WNO Ballo in Maschera


Welsh National Opera at Birmingham Hippodrome ****
Mist tumbles from the stage, sinister figures throw long shadows, and no-one seems sure whether to dress for a funeral or…well, a masked ball. For director David Pountney, Un ballo in maschera is "Verdi's Gothick opera" and his new production for Welsh National Opera makes gloriously free with the theatre of the macabre. Blood-red curtains conceal catacombs made up of tiny proscenium arches; a full moon broods over Act Two, and in the final ball scene, the entire cast turn into skull-faced carnivalgoers from the Mexican Day of the Dead.

Where this leaves us as regards 18th century Sweden (or indeed, Verdi's alternate setting of Boston – although the chorus, confusingly, waves Swedish flags) is anyone's guess.
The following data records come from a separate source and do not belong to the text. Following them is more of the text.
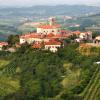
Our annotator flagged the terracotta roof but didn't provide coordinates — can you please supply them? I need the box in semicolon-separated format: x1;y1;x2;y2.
32;43;42;49
73;31;92;35
20;32;70;40
73;31;81;35
45;40;61;45
47;33;55;37
0;42;8;46
20;33;42;39
52;33;69;39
It looks fantastic, it conjures a potent atmosphere and for every distracting misfire (like Pountney's decision to split the character of Riccardo in two for the final scene) there's an image – like the red eyes of the conspirators' wolf-masks glowing in the shadows - that sinks deep into your sense of dread.

It wouldn't be entirely fair to say that Amelia, Mary Elizabeth Williams stole the show, though her rich, superbly controlled tone and the heart-piercing pathos of her expression won the evening's first – but not last – big ovation. Roland Wood's black-toned Renato walked a compelling line between nobility and wounded passion; WNO favourite Gwyn Hughes Jones was a sympathetic Riccardo. And Harriet Eyley, singing the page Oscar for one night only, sprayed diamond-cut coloratura against the surrounding darkness: punky, puckish and yet still, in the end, genuinely poignant.

As for the WNO orchestra - its colour and energy held taut as a bowstring by conductor Carlo Rizzi – and the mighty sound of the WNO chorus; well, let's just say that Covent Garden would be lucky to hear Verdi singing or conducting of this quality. But you already knew that, didn't you?